In the lab, you will improve your model performance by transforming the label to log scale, predicting on log scale, then exponentiating to evaluate the result. 

In [0]:
filePath = "/databricks-datasets/learning-spark-v2/sf-airbnb/sf-airbnb-clean.parquet"
airbnbDF = spark.read.parquet(filePath)
(trainDF, testDF) = airbnbDF.randomSplit([.8, .2], seed=42)

In [0]:
from pyspark.sql.functions import col, log
from pyspark.ml import Pipeline
from pyspark.ml.feature import RFormula
from pyspark.ml.regression import LinearRegression

logTrainDF = trainDF.withColumn("log_price", log(col("price")))
logTestDF = testDF.withColumn("log_price", log(col("price")))

rFormula = RFormula(formula="log_price ~ . - price", featuresCol="features", labelCol="log_price", handleInvalid="skip") 

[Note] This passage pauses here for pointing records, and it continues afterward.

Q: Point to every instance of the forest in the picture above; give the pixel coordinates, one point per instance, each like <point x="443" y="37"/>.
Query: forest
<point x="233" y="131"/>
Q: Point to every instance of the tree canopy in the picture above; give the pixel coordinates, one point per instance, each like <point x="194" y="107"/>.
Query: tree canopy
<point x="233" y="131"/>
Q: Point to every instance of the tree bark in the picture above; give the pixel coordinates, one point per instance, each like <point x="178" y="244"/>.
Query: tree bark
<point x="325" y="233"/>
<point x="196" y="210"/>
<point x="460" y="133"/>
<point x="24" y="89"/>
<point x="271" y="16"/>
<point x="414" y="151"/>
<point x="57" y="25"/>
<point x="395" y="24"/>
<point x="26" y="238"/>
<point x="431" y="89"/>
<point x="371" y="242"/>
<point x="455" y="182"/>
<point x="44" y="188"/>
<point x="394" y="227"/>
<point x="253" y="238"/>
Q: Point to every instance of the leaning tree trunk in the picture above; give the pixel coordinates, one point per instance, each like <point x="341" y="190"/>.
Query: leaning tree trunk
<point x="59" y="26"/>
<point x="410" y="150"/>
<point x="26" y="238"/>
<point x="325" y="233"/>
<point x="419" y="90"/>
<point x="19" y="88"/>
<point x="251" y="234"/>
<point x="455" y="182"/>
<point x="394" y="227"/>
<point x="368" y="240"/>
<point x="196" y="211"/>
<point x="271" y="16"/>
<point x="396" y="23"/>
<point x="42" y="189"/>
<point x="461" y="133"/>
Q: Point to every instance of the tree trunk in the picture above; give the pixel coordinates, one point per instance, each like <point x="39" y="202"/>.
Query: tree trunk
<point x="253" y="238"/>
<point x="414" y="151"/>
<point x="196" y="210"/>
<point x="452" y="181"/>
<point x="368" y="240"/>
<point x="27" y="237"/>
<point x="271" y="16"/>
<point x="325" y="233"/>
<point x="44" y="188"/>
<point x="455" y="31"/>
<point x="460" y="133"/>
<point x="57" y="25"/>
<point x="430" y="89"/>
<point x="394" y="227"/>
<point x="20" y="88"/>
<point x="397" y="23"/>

lr = LinearRegression(labelCol="log_price", predictionCol="log_pred")
pipeline = Pipeline(stages = [rFormula, lr])
pipelineModel = pipeline.fit(logTrainDF)
predDF = pipelineModel.transform(logTestDF)

## Exponentiate

In order to interpret our RMSE, we need to convert our predictions back from logarithmic scale.

In [0]:
from pyspark.ml.evaluation import RegressionEvaluator
from pyspark.sql.functions import col, exp

expDF = predDF.withColumn("prediction", exp(col("log_pred")))

regressionEvaluator = RegressionEvaluator(labelCol="price", predictionCol="prediction")
rmse = regressionEvaluator.setMetricName("rmse").evaluate(expDF)
r2 = regressionEvaluator.setMetricName("r2").evaluate(expDF)
print(f"RMSE is {rmse}")
print(f"R2 is {r2}")